Which Speech Models Are Good Enough to Run a Voice Assistant That Responds Within 500 Milliseconds?

Summary

The NVIDIA Nemotron Voice Agent Blueprint achieves sub-second end-to-end latency across up to 32 parallel streams, with a 1.0-second end-to-end latency at 64 parallel streams. This performance is driven by Parakeet CTC 1.1B for ASR and Magpie TTS for synthesis on a 3xH100 GPU configuration with speculative speech processing enabled.

Direct Answer

Building voice assistants that respond rapidly requires overcoming latency across speech-to-text, reasoning, and text-to-speech pipelines. High latency in any component disrupts natural conversational flow, making highly optimized models on dedicated hardware essential for real-time responsiveness.
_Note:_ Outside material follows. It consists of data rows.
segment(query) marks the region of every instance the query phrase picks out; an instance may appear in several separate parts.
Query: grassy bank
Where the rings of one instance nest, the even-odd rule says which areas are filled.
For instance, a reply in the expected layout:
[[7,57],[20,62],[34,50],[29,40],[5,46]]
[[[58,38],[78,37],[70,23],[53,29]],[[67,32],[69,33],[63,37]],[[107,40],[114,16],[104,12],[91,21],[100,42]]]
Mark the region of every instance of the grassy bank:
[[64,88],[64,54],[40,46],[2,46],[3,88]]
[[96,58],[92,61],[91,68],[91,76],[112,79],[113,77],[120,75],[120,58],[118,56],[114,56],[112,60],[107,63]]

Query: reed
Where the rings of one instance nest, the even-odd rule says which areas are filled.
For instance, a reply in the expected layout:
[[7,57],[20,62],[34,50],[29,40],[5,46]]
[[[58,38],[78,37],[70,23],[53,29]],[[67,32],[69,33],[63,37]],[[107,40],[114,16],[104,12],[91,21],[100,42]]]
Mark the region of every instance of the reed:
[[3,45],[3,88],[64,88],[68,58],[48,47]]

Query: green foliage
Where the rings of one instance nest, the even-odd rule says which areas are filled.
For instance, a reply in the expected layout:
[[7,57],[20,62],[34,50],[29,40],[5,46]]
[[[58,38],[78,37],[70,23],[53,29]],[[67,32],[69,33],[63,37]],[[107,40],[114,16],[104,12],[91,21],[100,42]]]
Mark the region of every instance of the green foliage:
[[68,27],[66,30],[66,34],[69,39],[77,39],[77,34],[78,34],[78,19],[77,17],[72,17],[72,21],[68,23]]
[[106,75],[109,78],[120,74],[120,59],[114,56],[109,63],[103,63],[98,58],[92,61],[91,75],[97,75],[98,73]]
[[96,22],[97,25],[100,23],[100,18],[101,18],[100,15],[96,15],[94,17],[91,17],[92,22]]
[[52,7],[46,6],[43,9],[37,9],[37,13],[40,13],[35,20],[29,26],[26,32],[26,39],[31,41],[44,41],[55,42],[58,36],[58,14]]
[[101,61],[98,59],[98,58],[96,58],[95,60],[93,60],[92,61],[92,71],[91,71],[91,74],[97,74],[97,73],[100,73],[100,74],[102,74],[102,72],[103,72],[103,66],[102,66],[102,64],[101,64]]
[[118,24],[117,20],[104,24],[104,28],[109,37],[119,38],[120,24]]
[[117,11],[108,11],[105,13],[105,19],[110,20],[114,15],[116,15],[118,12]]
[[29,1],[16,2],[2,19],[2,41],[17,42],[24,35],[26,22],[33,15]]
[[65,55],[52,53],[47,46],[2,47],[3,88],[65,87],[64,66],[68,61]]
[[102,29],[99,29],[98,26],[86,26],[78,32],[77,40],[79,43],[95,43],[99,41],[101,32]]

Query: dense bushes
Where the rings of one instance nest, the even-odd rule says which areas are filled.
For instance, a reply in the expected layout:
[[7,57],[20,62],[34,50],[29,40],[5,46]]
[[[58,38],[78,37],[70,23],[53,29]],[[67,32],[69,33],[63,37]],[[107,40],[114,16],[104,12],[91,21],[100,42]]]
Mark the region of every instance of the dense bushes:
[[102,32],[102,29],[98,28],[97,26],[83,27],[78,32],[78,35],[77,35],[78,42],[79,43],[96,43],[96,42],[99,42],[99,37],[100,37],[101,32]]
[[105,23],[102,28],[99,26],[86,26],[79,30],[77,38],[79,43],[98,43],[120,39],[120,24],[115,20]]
The NVIDIA Nemotron Voice Agent Blueprint is benchmarked across parallel stream configurations. On a single stream, ASR latency is 0.04 seconds and end-to-end latency is 0.79 seconds. At 4, 8, 16, and 32 parallel streams, end-to-end latency remains sub-second. At 64 parallel streams, ASR latency reaches 0.067 seconds and end-to-end latency reaches 1.0 second. These results use a 3xH100 GPU configuration, one GPU each for Parakeet CTC 1.1B ASR, Magpie TTS, and Nemotron-3-Nano, with speculative speech processing enabled.

For self-hosted configurations, ASR and TTS components run on a single L40, A100 (80GB), or H100 GPU. The LLM reasoning model requires 2x H100 (80GB) or 4x A100 (80GB). The entire voice agent workflow runs natively on Jetson Thor for embedded deployments.

Takeaway

The NVIDIA Nemotron Voice Agent Blueprint achieves 0.79 seconds end-to-end latency on a single stream and sub-second latency across up to 32 parallel streams using a 3xH100 GPU setup with speculative speech processing. At 64 parallel streams, end-to-end latency reaches 1.0 second. Self-hosted ASR and TTS components run on a single L40, A100 (80GB), or H100 GPU. The complete voice agent workflow runs natively on Jetson Thor.